The player should work with every BMS file that it could be reasonably expected to work with, no matter how invalid. Users don't care about spec correctness; they want to play their charts. In this way, our job here is similar to that of a web browser.
BMS has many ambiguities and is notoriously difficult to parse and maintain, with some players taking entire minutes to refresh the song library. These difficulties are to be considered a programming challenge, and solved with detection algorithms, heuristics and cached prepasses. The frictions of BMS should be handled without the user's input, if at all possible.
If there's one thing any rhythm gamer knows of BMS, is that it takes hours of setup to get started. This needs to go away. Even someone who knows nothing of rhythm games in general should be able to play a song immediately. Achieve this via sane defaults, device autodetection, input icons, bundled content, separating advanced features, etc.
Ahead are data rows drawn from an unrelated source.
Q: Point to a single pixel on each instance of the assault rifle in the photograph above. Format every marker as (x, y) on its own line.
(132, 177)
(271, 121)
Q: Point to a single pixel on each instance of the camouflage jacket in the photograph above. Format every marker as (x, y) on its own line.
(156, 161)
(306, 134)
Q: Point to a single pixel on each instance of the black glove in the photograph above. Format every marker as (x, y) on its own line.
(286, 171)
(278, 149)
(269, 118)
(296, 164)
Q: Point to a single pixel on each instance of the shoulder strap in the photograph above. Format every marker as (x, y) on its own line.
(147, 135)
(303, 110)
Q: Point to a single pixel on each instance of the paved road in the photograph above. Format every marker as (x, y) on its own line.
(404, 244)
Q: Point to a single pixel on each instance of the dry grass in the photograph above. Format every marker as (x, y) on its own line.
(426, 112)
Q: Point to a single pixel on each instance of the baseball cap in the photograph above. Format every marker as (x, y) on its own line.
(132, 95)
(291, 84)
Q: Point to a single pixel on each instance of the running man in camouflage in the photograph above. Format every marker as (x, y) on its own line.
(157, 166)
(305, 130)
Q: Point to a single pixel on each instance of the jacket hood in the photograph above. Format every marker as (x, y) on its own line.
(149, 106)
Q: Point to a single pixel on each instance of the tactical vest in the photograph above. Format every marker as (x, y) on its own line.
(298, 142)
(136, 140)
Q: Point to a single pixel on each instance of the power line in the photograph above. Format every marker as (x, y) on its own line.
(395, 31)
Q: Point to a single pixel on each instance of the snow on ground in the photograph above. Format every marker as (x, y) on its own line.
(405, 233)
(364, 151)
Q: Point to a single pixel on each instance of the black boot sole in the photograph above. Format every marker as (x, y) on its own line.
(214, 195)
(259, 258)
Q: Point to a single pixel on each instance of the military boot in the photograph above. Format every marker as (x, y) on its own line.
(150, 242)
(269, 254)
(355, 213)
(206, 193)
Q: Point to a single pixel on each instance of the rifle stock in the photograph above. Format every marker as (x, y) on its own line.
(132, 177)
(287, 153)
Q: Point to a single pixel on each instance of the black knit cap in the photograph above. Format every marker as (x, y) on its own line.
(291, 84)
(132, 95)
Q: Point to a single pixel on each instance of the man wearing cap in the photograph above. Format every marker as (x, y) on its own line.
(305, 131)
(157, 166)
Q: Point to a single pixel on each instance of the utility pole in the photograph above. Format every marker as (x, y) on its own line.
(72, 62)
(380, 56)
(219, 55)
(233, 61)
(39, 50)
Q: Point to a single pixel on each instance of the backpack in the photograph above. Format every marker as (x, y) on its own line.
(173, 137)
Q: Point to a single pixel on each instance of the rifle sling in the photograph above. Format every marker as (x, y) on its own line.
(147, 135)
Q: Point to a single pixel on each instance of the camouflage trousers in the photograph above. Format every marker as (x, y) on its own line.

The BMS format is very old; it was created at a time when many standard rhythm game practices have not yet been established. Due to this, it had made some choices that ended up unpopular over time, and most people don't consider them to add to the value of BMS. These should be intentionally unsupported to streamline the BMS experience.
Playnote intentionally ignores certain parts of the BMS specification and de-facto standard BMS player practice.
The #RANK
command is not respected; instead, every chart has the same timing window. BMS timings are notoriously wide, since the majority of charts opt for EASY judge. Some don't, however, which creates a jarring experience. Other rhythm games have shown that stable timing windows are ultimately the better idea, and they help with making sure one's "earthpower" level doesn't become too unbalanced from their accuracy.
The #TOTAL
command is not respected; instead, every chart has the same gauge restoration speed. In other BMS players the TOTAL value affects the ratio of gauge restoration vs drain, which makes it easier or harder to survive at the same player performance level. There is no sensible reason why this should be different per chart, and various gauges already exist to adjust the difficulty of staying alive.
The #PLAYLEVEL
command ("number" difficulty) is ignored and not surfaced in the UI; #DIFFICULTY
(the B/N/H/A/I "name" difficulty) is still shown as background color. The difficulty number is set by the chart creator with no clear guidelines, so it's not very useful in practice. There's also no reliable indication if the chart creator is referring to normal or insane scale. Tables are supported, which are the typical way of achieving consistent difficulty numbering in BMS. For loose charts, players are advised to consult average and peak note density.